<@U5375UUJ2> can you create standard NS scripts wi...
# suitescript
c
@stalbert can you create standard NS scripts with NFT?
e.g. a TypeScript map/reduce?
There's not a lot of documentation that explains how to get going.
I might be asking the wrong question - maybe it's the HITC docs I need to be looking at?
So if I want to use TS classes/abstract classes etc, this has nothing to do with NS script types and their entry points, the NS script types are still created as per-usual except with hitc TS then the entry point scripts can create/call/instantiate any classes etc that you write in pure TS?
s
the @hitc/netsuite-types is only type declarations for the SuiteScript API
NFT on the other hand is TS code that surfaces NS data as simple objects and collections (for one thing)
NFT has a readme, but admittedly it's not entirely comprehensive
to answer your original question, yes, the whole idea of NFT is to create suitescripts more effectively
but you can get started with TS just by including the netsuite-types and use the
tsconfig.json
patterned after the one in that repo
If you want a ready-to-go project starter I have a zip laying around I could send. wait here is a version from history https://netsuiteprofessionals.slack.com/files/U5375UUJ2/F02FKTN4WLF/webstorm-template.zip
that's probably referring to an older NFT so you'd have to update that if interested in playing with NFT
c
@stalbert thanks for the example, that's super useful. In regards to OOP and design patterns, if I want to implement SOLID principles, I guess the NS script types don't really fit within those patterns
But those scripts could basically just be an entry point into a larger TS/OOP/SOLID application.
s
NFT is a very thin layer that enables common design patterns seen frequently outside NS. Indeed the SuiteScript API isn't very OO, and NFT being written in TS makes it a very natural fit for taking a more OO design approach. However, it's easy to fall into the trap of over-engineering. For us, we use NFT and embrace the OO approach for basic data access (ActiveRecord pattern) but we don't try to turn the entire script into something complex. We used to do that but upon deeper inspection it provided no value and only complicated things at the script level. If you're building an application it's a different story. But building the small-ish solutions we typically need in NS has taught me to keep the software architecture small as welll. I have a strong KISS tendency, and scripts written with NFT do a great job with that.

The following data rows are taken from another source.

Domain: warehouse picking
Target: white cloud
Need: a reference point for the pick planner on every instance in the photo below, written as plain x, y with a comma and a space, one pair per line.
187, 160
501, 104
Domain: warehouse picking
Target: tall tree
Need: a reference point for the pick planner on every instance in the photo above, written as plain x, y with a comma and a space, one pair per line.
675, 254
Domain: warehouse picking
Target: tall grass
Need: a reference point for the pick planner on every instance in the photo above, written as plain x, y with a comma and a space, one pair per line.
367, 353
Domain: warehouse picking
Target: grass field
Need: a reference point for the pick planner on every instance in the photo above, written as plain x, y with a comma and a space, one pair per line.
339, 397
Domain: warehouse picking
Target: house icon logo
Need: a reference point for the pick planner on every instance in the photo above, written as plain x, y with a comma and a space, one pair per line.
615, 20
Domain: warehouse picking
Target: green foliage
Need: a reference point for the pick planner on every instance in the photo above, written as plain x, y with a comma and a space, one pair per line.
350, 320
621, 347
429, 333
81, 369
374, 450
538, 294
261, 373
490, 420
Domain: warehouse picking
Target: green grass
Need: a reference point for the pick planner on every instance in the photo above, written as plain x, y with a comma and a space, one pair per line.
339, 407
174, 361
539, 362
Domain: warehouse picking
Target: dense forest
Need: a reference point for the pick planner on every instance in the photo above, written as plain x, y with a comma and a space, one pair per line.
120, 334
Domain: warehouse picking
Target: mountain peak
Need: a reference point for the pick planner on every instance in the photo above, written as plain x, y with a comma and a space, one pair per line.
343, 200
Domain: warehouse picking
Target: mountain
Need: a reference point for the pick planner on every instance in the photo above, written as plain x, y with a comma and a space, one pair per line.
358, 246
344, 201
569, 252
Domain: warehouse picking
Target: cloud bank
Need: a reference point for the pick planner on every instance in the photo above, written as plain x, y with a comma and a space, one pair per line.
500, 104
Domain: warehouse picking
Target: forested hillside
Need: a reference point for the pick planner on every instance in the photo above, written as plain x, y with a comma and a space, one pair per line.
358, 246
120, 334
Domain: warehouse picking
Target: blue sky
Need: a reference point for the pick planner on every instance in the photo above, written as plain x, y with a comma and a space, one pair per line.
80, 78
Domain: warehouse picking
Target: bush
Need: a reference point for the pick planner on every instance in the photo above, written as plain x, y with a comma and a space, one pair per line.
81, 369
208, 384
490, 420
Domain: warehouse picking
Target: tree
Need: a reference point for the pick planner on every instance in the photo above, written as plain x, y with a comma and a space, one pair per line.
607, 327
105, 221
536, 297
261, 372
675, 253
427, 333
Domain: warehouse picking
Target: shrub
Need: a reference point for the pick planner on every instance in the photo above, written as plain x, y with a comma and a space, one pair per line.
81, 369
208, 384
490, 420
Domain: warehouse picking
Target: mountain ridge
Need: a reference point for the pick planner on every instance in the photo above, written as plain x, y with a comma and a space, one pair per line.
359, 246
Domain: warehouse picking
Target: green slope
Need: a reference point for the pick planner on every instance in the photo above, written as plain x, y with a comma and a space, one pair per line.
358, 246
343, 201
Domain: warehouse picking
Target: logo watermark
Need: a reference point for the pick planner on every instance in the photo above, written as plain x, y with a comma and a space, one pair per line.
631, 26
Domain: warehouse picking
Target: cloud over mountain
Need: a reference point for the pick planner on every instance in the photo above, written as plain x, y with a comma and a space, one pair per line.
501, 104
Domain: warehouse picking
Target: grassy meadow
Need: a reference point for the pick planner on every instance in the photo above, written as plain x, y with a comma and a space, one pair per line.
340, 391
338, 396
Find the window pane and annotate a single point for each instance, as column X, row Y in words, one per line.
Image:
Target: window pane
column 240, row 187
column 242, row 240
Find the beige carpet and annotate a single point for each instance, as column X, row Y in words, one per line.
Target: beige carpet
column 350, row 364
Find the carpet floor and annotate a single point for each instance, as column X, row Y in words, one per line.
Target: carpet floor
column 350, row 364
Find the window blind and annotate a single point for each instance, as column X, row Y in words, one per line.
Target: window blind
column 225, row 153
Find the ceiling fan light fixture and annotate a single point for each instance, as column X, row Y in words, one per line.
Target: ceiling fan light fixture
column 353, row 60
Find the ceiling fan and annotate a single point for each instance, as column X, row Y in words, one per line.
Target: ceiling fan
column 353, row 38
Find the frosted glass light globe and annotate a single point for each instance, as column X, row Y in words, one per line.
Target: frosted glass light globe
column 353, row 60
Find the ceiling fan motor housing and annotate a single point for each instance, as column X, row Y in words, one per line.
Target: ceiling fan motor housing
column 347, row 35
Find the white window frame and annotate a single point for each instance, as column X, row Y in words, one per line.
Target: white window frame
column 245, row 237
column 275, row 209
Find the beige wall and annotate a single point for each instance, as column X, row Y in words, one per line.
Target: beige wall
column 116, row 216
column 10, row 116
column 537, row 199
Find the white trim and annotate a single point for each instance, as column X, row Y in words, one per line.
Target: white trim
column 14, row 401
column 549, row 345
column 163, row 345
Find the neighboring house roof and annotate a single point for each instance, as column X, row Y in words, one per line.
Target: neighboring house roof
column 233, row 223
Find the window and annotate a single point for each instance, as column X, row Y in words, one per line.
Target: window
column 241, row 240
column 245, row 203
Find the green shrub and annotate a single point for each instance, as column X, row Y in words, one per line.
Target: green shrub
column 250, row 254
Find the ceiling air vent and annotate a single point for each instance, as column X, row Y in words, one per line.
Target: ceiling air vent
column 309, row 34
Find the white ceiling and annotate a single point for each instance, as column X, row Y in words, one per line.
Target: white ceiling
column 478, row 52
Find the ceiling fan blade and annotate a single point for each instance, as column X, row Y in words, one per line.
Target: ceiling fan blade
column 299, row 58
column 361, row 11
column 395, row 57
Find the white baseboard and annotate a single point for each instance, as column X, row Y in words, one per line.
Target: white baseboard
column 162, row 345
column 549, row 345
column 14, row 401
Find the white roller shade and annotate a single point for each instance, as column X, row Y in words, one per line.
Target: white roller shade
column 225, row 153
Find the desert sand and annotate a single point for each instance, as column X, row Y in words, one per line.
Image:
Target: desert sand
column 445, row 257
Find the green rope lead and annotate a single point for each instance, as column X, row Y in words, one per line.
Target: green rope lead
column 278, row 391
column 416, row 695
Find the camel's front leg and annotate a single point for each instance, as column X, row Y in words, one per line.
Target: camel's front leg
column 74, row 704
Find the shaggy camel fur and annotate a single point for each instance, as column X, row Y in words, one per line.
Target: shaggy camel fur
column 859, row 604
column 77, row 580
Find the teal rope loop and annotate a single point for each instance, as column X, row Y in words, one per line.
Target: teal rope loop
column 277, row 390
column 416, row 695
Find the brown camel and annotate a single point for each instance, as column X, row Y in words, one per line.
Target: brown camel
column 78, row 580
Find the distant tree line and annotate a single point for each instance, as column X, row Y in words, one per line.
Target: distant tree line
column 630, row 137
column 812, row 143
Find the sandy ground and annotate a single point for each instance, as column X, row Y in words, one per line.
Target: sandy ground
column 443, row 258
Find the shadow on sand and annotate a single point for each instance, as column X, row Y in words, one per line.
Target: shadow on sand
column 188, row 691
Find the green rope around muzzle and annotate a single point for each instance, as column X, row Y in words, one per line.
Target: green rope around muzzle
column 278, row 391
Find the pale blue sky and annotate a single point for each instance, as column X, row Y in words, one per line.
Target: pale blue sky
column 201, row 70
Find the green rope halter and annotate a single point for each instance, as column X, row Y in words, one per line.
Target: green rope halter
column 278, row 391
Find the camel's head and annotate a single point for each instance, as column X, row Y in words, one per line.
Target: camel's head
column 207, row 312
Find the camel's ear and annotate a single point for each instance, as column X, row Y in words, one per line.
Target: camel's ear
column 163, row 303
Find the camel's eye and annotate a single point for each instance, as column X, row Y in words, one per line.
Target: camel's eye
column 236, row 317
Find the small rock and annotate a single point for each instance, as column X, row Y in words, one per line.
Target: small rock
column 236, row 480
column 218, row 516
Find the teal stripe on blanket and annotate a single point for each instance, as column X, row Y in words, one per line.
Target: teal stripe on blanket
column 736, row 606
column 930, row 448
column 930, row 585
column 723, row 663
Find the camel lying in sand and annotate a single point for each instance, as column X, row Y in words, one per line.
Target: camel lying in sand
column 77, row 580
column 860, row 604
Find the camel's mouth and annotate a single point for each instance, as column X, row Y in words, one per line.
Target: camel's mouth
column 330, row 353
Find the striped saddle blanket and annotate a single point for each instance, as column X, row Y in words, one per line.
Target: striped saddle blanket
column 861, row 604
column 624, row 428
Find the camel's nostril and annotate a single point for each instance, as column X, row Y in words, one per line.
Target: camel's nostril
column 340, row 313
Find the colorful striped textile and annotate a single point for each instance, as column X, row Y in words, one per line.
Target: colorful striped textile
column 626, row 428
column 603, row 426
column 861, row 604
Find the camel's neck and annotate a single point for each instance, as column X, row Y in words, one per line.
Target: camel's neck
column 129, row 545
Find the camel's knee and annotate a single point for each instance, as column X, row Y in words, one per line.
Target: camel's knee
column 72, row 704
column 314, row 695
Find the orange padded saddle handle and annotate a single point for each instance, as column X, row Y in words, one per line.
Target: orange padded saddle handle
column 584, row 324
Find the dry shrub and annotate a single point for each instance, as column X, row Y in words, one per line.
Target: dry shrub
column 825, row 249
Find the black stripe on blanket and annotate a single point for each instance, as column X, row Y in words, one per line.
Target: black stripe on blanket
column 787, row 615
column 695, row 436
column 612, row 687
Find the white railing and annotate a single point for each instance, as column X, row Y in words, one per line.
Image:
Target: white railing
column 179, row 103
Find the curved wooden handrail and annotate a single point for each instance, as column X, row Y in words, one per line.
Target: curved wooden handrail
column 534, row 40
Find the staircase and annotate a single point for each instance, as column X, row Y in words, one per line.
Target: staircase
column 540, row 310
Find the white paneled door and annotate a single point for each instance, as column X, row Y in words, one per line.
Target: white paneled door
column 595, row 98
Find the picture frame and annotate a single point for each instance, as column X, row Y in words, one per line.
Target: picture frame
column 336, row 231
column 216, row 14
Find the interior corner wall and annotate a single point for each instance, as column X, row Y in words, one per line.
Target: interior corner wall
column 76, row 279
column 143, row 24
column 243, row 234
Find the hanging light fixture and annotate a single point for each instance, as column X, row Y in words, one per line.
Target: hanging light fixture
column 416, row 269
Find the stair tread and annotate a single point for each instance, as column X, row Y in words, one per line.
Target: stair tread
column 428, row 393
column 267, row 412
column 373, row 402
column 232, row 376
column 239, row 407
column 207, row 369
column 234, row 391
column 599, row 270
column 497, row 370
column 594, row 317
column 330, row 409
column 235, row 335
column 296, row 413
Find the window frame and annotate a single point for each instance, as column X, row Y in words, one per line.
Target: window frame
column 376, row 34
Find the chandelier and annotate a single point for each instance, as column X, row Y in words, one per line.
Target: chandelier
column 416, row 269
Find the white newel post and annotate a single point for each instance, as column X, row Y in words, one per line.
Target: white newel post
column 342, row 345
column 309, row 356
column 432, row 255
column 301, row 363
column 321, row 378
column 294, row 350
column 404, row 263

In any case, even if you don't use NFT, that template project should be pre-configured to be ready to go with plain TypeScript development for NS.
c
I'm mostly looking at this to build more complex integrations.
Particularly around ecommerce and warehouse management integrations where you might want multiple systems to be involved in an end-to-end business process. It's much easier to model these things with objects/classes using SOLID principals to ensure loose coupling and adaptor patterns that allow us to have multiple implementations of interfaces that can support modelling several systems.
But yeah, for a simple script to update record fields based on user actions etc, you wouldn't want to over engineer it with inheritance and polymorphism etc.
Thanks @stalbert!
s
Sounds good, I'd be curious what you come up with in the end!